TYNGSBORO -- Rich Berberian Jr., the Director of Instruction at Vesper Country Club, has become a familiar face at some of golf's major championships.
Berberian, 30, will play in one of the four majors for the fourth straight year.
In 2015 he played in the U.S. Open at Chambers Bay near Seattle, in 2016 he competed in the PGA Championship at Baltusrol in New Jersey, and last summer he qualified for the PGA held at Quail Hollow in North Carolina.
Thursday morning, bright and early (7:55 a.m. Eastern time to be exact), Berberian will play in his third straight PGA, this one at Bellerive Country Club just outside St. Louis.
He qualified with a 12th-place finish at the annual PGA Professionals Championship in California in June. The top 20 finishers there join 136 touring pros at Bellerive, where Gary Player won the 1965 U.S. Open and Nick Price the '92 PGA. First prize will be close to $2 million.
Berberian got his first look at the 7,316-yard, par-70 brute on Monday and liked what he saw.
"The course is very fair, with a great mix of long and short holes," he said. "The greens are a little slower than expected right now but they should speed up for the tournament."
Missouri is suffering the same summer heat that we are in New England. The PGA will switch to a May date starting next year, a welcome relief to most players.
"The weather is very warm and with the rain and wet ground it feels like a sauna out there," said Berberian.
He wore shorts, like several other players, during his practice rounds.

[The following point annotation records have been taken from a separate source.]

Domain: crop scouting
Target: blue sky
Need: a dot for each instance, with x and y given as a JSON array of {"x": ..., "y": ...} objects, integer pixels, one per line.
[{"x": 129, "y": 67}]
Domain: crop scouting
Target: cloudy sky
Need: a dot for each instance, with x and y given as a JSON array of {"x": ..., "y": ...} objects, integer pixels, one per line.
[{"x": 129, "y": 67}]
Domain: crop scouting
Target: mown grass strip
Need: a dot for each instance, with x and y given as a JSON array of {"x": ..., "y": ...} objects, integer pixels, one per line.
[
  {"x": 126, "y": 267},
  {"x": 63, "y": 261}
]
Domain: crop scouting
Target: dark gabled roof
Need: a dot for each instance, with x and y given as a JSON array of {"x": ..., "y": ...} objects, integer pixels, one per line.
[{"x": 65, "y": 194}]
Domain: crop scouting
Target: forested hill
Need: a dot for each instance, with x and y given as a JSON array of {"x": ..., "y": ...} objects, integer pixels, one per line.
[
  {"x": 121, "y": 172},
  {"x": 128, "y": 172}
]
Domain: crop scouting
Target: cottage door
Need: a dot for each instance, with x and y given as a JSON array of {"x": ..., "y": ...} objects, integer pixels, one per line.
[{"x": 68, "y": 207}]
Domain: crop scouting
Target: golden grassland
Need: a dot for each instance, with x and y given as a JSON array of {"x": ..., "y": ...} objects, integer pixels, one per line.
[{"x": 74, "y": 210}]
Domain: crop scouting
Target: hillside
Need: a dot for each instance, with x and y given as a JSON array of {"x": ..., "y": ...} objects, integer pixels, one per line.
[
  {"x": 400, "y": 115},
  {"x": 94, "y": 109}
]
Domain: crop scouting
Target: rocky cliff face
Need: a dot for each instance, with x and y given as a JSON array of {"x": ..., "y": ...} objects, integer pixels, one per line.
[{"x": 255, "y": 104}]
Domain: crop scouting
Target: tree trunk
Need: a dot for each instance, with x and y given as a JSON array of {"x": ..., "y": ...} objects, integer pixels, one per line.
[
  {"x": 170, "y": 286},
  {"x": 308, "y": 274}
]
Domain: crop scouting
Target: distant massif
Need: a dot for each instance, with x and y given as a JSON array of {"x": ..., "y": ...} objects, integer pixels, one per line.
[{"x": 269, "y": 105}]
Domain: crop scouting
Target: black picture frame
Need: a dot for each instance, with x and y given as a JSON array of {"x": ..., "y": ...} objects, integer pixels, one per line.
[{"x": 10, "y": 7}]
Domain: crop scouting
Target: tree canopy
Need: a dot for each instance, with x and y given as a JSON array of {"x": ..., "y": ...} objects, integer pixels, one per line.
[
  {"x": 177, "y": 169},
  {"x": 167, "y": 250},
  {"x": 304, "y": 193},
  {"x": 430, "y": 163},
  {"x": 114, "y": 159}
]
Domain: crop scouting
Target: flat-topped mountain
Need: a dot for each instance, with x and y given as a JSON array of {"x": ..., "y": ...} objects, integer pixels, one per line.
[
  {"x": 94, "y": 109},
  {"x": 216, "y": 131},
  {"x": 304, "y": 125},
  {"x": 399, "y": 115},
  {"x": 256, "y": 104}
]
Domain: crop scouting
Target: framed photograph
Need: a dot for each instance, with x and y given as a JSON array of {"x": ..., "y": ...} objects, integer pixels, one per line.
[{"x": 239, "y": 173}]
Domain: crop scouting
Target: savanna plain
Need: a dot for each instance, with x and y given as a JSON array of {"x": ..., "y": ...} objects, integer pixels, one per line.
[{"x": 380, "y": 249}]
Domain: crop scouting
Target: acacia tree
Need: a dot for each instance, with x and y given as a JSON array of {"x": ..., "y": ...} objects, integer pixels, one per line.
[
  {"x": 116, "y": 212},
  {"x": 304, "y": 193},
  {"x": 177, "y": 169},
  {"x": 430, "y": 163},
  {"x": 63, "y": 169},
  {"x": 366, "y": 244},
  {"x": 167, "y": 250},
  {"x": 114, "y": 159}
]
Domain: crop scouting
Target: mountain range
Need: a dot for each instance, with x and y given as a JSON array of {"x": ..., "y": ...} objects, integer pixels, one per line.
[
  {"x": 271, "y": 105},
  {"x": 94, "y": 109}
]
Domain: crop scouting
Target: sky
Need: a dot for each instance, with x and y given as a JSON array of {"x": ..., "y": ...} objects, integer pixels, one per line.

Berberian, who lives in Hooksett, N.H., with his wife Morgan, took the Vesper job in April of last year. Prior to that he was head pro at Windham CC and Hoodkroft in Derry, N.H., where his father, Richard Sr., had been head professional for more than 30 years and where Rich learned the game as a youngster.
He isn't focused on the $2 million first prize, of course, just on possibly making the cut, which is the holy grail for the club pros each year.
"The competition is all you could hope for with Tiger in the field and the rest of the best players in the world here," said Berberian. "But the only player I need to keep an eye on is myself. My game operates on a day-to-day -- and even a hole-to-hole -- basis."
He's hoping the day-to-day includes Saturday and Sunday.